Critics were worried that the European Union's privacy directive on browser cookies could make virtually every website in Europe illegal. But most EU member countries ignored the May 25 deadline to implement the directive, so e-commerce didn't skip a beat.
Only Denmark, Estonia and the U.K. have taken steps to implement the privacy directive, said Jonathan Todd, a spokesman for the European Commission, and even those efforts may not be fully compliant with the policy.
EU countries have had two years to establish laws implementing the so-called cookies directive, which requires companies to obtain "explicit consent" from Web users before storing the small pieces of code that are often installed on a user's computer when visiting websites.
The directive makes an exception for cookies "strictly necessary for a service requested by a user," such as placing an online shopping order.
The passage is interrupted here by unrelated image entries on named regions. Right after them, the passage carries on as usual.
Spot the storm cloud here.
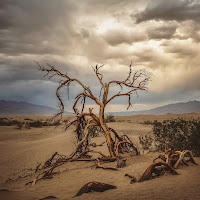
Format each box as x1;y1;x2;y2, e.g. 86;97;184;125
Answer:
0;0;200;111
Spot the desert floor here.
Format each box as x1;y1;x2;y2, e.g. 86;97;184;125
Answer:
0;114;200;200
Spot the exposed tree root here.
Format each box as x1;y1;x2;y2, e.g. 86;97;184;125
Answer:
96;158;118;171
139;162;178;182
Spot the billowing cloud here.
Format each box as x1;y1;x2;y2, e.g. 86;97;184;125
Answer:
135;0;200;23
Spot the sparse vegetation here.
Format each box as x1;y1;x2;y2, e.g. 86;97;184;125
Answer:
142;120;156;125
139;135;153;150
153;118;200;156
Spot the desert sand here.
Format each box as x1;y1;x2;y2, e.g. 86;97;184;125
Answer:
0;113;200;200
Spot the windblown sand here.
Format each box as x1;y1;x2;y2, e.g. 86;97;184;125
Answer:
0;114;200;200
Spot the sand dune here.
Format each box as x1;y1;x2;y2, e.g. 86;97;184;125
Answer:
0;114;200;200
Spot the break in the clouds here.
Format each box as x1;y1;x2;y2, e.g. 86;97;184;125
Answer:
0;0;200;111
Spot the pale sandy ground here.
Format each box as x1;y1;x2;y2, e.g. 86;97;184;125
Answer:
0;114;200;200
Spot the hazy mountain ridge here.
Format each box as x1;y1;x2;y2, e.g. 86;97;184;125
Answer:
0;100;200;116
112;100;200;116
0;100;71;116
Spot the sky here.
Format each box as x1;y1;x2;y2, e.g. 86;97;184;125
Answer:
0;0;200;112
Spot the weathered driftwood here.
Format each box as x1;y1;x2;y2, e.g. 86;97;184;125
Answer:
117;158;127;168
96;158;118;171
125;174;137;184
139;162;178;182
37;63;147;158
74;181;117;197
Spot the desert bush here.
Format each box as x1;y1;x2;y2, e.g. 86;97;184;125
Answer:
153;118;200;156
49;120;61;126
105;115;116;123
63;119;69;123
138;135;153;150
142;120;155;125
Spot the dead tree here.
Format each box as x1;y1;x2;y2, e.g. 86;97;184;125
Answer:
37;63;150;159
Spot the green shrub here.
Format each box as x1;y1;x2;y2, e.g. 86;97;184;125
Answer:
139;135;153;150
142;120;155;125
153;118;200;156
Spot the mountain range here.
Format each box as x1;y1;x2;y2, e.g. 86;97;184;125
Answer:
0;100;200;116
0;100;71;116
112;100;200;116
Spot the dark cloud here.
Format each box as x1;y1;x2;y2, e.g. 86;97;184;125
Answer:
147;24;177;40
134;0;200;23
103;29;147;46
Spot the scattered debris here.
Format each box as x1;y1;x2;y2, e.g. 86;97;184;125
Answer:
117;158;127;168
74;181;117;197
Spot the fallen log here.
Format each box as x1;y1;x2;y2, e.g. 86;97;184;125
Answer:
96;158;118;171
74;181;117;197
139;162;178;182
125;174;137;184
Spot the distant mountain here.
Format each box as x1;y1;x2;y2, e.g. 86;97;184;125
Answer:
0;100;71;116
112;101;200;116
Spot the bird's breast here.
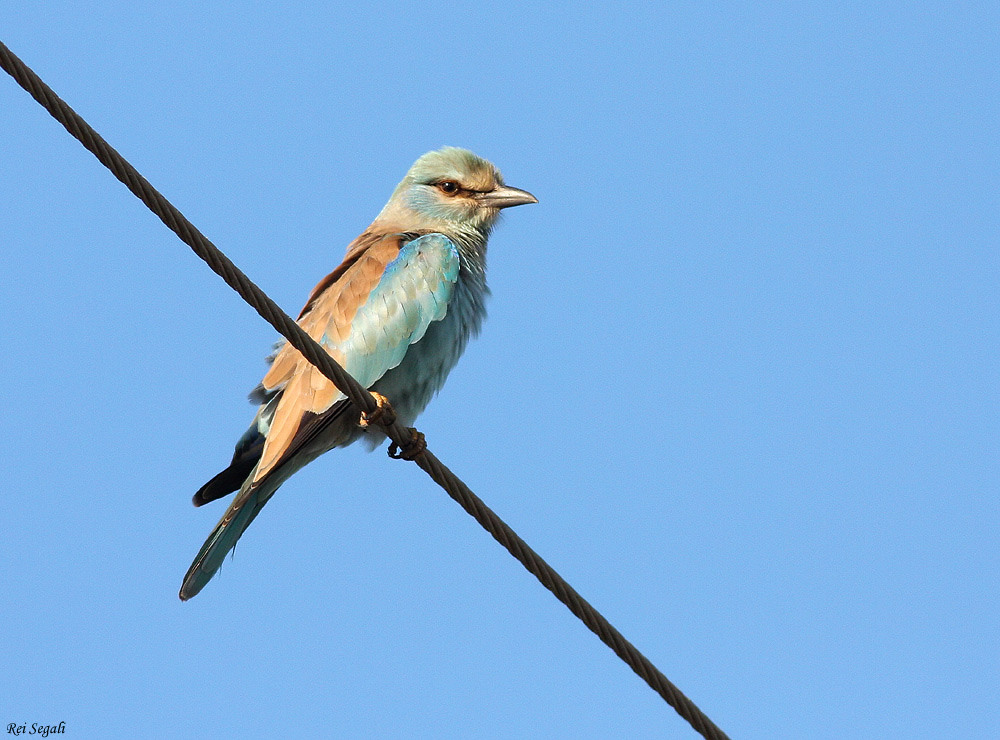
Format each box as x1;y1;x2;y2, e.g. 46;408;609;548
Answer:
372;270;486;425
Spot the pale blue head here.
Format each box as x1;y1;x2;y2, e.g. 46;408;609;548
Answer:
377;146;538;235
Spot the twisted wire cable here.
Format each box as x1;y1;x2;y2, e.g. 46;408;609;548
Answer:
0;42;728;740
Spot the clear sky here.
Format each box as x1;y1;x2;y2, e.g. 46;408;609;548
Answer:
0;0;1000;739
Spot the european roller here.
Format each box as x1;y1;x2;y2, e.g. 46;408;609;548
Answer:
180;147;538;601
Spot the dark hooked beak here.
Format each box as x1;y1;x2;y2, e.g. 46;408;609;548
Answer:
479;185;538;208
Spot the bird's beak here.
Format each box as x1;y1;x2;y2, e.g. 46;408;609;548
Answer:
479;185;538;208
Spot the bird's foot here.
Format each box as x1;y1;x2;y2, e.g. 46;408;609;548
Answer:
358;391;396;429
389;427;427;460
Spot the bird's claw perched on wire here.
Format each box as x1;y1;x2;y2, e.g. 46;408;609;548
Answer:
389;427;427;460
358;391;396;429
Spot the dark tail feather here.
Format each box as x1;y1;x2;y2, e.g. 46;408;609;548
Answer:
191;455;260;506
180;474;281;601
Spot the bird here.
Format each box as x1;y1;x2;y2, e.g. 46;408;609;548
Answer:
179;147;538;601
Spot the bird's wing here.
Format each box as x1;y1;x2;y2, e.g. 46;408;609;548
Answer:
254;233;459;482
180;234;459;600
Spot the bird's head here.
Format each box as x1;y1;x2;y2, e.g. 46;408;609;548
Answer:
378;146;538;235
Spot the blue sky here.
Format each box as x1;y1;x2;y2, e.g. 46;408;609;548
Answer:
0;2;1000;738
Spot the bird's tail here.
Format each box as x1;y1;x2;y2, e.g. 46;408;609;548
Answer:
180;475;287;601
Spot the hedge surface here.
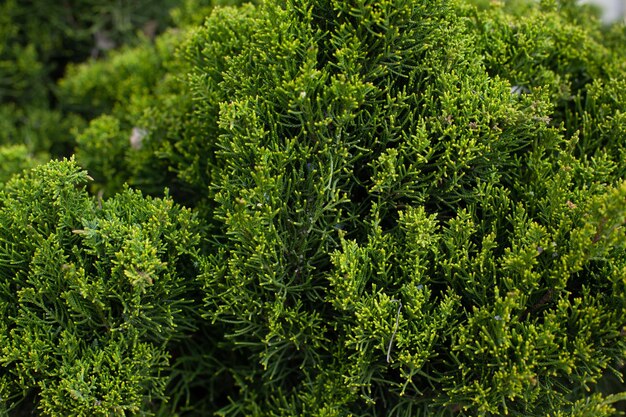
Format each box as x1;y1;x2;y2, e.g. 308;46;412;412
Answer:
0;0;626;417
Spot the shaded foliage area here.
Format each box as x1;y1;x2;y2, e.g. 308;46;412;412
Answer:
0;0;626;417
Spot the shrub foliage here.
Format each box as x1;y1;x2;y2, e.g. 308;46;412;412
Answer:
0;0;626;417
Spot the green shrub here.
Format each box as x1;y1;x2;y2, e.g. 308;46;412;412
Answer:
189;1;626;416
0;0;217;156
0;161;205;416
0;0;626;417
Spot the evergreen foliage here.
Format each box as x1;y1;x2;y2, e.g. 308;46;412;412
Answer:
0;161;200;416
0;0;626;417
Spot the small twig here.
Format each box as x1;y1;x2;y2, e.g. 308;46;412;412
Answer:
387;300;402;363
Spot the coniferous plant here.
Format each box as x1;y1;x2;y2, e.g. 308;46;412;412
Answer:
0;0;626;417
0;161;207;416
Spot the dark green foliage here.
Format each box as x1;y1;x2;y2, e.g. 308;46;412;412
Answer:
185;1;626;416
0;0;626;417
0;161;205;416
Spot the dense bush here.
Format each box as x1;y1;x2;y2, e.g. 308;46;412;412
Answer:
0;0;217;156
0;161;208;416
0;0;626;417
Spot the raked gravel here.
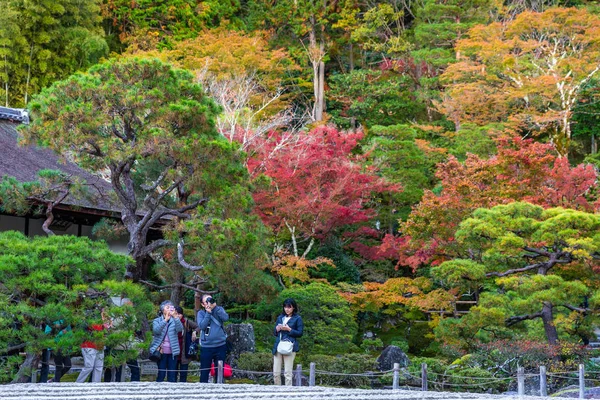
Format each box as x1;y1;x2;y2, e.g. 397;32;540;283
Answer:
0;382;572;400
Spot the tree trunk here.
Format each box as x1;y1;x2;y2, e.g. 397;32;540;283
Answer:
542;302;558;345
126;256;154;282
11;353;40;383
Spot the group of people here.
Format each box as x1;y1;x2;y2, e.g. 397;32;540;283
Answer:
40;294;304;386
150;294;304;386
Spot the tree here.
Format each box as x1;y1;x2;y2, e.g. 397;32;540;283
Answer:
327;69;425;129
249;127;399;258
432;203;600;345
400;136;597;268
0;170;96;235
102;0;242;51
24;59;247;281
441;8;600;156
272;282;357;354
0;231;152;382
245;0;339;122
0;0;108;107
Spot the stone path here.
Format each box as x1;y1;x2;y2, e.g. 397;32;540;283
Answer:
0;382;572;400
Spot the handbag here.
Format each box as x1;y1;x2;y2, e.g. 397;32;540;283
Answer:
187;339;200;359
277;333;294;356
148;321;171;362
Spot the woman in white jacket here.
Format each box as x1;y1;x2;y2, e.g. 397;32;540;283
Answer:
150;300;183;382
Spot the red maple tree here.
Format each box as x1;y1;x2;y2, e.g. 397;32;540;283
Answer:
390;136;598;269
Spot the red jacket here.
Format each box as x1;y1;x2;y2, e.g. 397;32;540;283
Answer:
81;324;104;350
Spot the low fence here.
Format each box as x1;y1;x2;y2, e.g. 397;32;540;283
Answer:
34;360;600;399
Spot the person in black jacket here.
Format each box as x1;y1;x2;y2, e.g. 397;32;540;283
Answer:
273;299;304;386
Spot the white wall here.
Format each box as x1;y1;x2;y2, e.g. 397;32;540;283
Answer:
0;215;127;254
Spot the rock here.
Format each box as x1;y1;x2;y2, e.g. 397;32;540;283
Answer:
225;324;256;368
377;346;410;371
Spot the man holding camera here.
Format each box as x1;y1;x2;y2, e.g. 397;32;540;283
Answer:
198;294;229;383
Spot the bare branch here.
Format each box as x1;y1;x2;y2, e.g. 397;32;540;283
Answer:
140;239;173;255
177;241;204;271
139;280;213;294
485;263;547;277
504;312;542;326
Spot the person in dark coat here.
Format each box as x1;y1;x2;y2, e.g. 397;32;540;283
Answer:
197;294;229;383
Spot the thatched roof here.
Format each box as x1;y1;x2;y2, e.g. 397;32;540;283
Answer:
0;118;119;216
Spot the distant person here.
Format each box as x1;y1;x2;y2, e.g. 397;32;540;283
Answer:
104;298;142;382
197;294;229;383
150;300;183;382
45;319;73;382
273;299;304;386
174;306;199;382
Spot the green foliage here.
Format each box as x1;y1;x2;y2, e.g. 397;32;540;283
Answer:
0;0;108;107
24;59;262;288
446;123;496;161
103;0;242;51
327;69;425;128
237;352;273;384
173;185;278;304
270;282;358;355
363;125;441;223
305;354;377;387
360;338;383;354
432;203;600;349
309;237;360;284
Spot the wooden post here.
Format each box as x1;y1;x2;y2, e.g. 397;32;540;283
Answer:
517;367;525;396
540;365;548;397
296;364;302;386
217;360;223;383
579;364;585;399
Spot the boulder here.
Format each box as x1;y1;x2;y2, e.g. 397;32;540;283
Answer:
377;346;410;371
225;324;256;368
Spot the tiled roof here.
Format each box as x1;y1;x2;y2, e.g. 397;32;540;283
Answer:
0;119;119;212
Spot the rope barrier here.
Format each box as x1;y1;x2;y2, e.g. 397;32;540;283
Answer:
315;369;394;378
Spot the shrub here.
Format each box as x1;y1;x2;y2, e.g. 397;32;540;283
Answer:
262;282;358;355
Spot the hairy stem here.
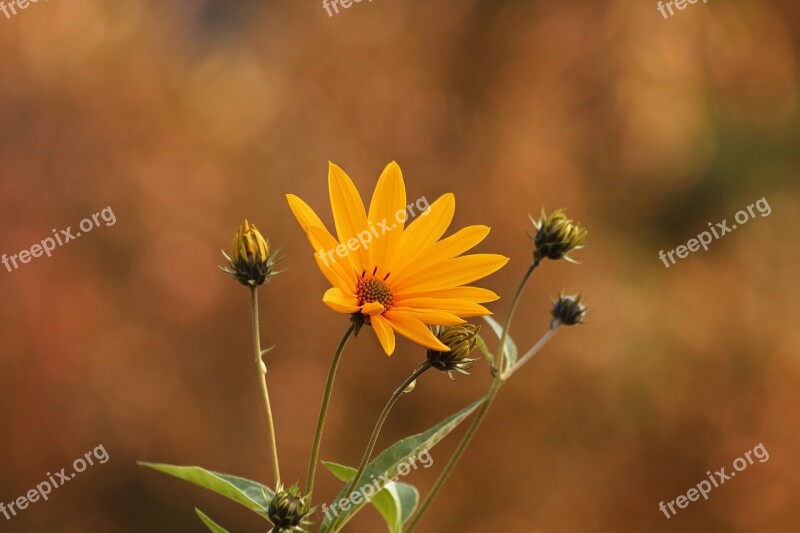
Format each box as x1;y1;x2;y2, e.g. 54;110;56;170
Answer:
250;287;281;490
331;361;431;532
305;322;356;501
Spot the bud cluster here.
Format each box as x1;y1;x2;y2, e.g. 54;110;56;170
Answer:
220;220;281;287
530;209;588;263
427;324;481;380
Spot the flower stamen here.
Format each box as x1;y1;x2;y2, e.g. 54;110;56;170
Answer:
356;267;394;311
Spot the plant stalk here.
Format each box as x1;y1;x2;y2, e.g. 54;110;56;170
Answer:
331;361;431;532
250;287;281;490
305;322;356;501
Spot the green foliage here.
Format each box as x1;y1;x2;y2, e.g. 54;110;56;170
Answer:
320;397;485;533
194;507;229;533
322;461;419;533
139;462;274;518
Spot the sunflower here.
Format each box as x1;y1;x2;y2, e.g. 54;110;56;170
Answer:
286;162;508;355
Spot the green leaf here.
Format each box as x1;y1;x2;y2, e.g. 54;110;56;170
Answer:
322;461;419;533
320;396;486;533
475;335;494;367
194;507;230;533
139;461;275;518
483;315;519;372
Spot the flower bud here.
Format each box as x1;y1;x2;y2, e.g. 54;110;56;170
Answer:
267;486;311;533
220;220;280;287
550;292;586;326
427;324;481;381
531;209;588;263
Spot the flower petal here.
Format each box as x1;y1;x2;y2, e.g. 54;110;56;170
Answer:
392;306;467;326
367;161;406;272
395;287;500;305
370;315;395;355
361;302;386;316
322;287;358;313
286;194;325;229
392;226;490;284
393;298;492;316
383;310;450;352
391;193;456;272
328;163;372;272
393;254;508;292
306;226;356;293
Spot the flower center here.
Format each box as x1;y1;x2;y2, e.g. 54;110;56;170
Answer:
356;274;394;310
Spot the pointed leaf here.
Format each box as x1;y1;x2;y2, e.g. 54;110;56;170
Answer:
475;335;494;367
483;315;519;372
322;461;419;533
320;396;485;533
139;461;274;518
194;507;230;533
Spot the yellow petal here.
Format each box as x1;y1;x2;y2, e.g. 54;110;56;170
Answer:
328;163;372;273
370;315;394;355
393;298;492;316
322;287;358;313
286;194;325;229
391;193;456;272
392;226;490;284
361;302;386;316
368;161;406;272
383;310;450;352
395;287;500;305
306;226;357;292
393;254;508;292
392;306;467;326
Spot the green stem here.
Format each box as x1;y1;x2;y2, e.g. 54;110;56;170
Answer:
305;322;356;501
406;258;539;533
503;320;561;381
495;259;539;376
330;361;431;532
250;287;281;490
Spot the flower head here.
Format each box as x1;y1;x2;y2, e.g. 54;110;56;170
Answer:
267;486;311;533
220;220;280;287
427;324;481;380
531;209;588;263
287;162;508;355
550;292;586;326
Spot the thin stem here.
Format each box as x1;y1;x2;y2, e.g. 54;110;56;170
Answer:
305;322;356;501
331;361;431;531
250;287;281;490
406;258;539;533
495;259;539;381
503;320;561;381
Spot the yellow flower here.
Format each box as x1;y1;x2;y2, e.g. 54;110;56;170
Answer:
287;162;508;355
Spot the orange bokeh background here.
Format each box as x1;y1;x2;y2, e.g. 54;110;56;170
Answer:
0;0;800;533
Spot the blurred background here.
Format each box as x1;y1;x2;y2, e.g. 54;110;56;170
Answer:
0;0;800;533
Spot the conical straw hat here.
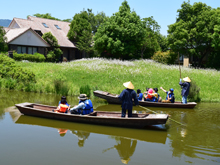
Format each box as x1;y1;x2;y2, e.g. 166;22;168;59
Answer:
123;81;134;89
183;77;191;82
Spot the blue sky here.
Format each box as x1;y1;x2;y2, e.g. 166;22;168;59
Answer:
0;0;220;35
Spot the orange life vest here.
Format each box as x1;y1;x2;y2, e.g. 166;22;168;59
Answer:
58;104;68;113
145;93;153;100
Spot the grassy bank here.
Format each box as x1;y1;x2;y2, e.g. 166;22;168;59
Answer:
12;58;220;102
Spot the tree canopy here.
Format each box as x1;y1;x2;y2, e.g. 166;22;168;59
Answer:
67;11;92;52
0;26;8;52
168;2;220;67
94;1;146;59
29;13;72;22
42;32;63;61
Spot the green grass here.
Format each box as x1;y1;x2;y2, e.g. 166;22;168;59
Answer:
13;58;220;102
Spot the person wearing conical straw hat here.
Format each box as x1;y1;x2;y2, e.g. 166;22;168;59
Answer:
179;77;191;104
118;81;138;117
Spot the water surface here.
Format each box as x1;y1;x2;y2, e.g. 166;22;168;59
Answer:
0;90;220;165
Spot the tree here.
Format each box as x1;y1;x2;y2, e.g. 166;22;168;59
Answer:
87;9;108;34
141;16;160;58
94;1;146;59
0;26;8;52
27;13;71;22
42;32;63;62
67;11;92;52
168;1;220;67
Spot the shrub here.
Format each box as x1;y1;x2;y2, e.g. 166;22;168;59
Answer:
54;77;69;96
13;52;46;62
152;50;177;64
5;78;17;89
188;81;201;102
79;85;91;97
0;54;36;84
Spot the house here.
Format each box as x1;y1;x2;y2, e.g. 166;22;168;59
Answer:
5;16;85;61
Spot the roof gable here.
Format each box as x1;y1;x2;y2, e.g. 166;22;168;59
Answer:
6;28;50;47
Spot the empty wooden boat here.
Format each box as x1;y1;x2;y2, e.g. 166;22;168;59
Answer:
15;103;169;128
93;90;197;108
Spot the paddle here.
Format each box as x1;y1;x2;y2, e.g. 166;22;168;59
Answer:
178;52;181;79
139;105;186;127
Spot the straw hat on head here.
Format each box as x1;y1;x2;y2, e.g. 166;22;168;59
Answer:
123;81;134;89
121;158;130;164
183;77;191;82
78;94;88;100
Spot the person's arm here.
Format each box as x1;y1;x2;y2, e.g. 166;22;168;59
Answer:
118;90;125;101
160;87;167;93
70;102;86;110
134;91;139;105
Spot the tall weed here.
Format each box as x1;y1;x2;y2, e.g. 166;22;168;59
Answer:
188;81;201;102
79;85;91;97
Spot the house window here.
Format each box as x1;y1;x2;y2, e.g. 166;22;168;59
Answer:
54;25;61;30
17;46;37;54
33;47;37;54
42;23;49;28
28;47;33;54
17;46;21;54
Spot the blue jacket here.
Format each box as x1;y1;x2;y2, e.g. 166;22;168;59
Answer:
78;100;93;115
118;89;138;110
166;92;175;103
179;81;190;97
138;93;143;101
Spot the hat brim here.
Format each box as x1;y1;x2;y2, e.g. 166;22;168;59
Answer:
123;81;134;89
183;77;191;82
78;97;88;100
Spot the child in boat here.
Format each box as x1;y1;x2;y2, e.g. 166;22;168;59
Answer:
144;88;155;102
70;94;93;115
153;88;161;102
160;87;175;103
137;89;143;101
53;98;70;113
143;88;150;101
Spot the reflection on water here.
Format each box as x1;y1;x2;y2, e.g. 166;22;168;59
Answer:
102;137;137;164
0;91;220;165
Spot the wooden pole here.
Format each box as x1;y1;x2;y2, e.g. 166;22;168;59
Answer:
178;52;181;78
139;105;186;127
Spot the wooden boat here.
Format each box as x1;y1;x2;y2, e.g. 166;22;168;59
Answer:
93;90;197;108
15;115;167;144
15;103;169;128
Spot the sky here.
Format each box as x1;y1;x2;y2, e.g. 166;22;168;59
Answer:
0;0;220;35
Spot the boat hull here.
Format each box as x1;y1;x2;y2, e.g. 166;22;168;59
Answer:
93;90;197;109
15;103;169;128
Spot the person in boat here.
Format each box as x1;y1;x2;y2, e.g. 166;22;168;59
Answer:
70;94;93;115
143;88;150;101
118;81;138;117
137;89;143;101
57;96;70;110
144;88;155;102
153;88;161;102
179;77;191;104
160;87;175;103
52;96;70;113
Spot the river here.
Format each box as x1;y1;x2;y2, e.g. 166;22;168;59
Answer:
0;90;220;165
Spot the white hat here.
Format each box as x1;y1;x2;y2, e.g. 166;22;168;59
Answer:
123;81;134;89
183;77;191;82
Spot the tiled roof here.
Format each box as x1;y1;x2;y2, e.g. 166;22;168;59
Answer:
3;27;9;33
9;16;76;48
5;28;49;46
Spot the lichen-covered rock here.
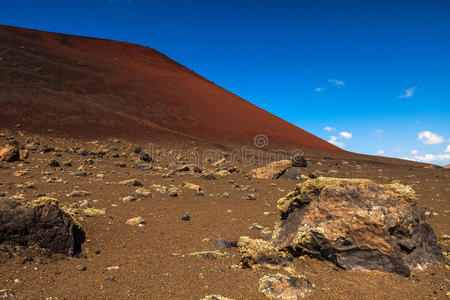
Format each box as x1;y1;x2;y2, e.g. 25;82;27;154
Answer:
259;274;314;300
189;250;231;259
0;197;85;256
274;177;443;276
249;160;292;179
238;236;292;268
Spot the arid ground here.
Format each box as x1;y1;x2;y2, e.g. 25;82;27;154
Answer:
0;26;450;299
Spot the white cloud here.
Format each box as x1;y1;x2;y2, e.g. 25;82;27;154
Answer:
328;79;345;86
328;135;345;148
413;153;450;163
339;131;352;140
418;130;445;145
399;86;417;99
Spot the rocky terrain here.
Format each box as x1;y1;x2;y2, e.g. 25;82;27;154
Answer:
0;26;450;300
0;130;450;299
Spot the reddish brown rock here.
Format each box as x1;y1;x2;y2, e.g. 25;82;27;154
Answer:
19;149;30;160
249;160;292;179
274;177;443;276
0;145;19;162
0;197;85;256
But it requires permission for storing cookies that are used for targeted advertising and tracking Web behavior.
The slow implementation of the directive highlights the difficulty of crafting effective legislation to protect consumer privacy. What constitutes "consent" to store cookies is not defined in detail in the directive, and some countries are hoping that, in principle, having a browser set to "accept cookies" implies consent.
U.K. Information Commissioner Christopher Graham recently issued guidelines for implementing the law, although he said the U.K. will give companies one year to "get their house in order" before enforcement begins.
Graham acknowledged that his office's guidelines are "a work in progress." But he warned that browser settings alone may not be enough for compliance with the directive.
The 24 EU member states that have failed to turn the directive into national law could face sanctions from the European Commission, the EU's executive body, Todd said.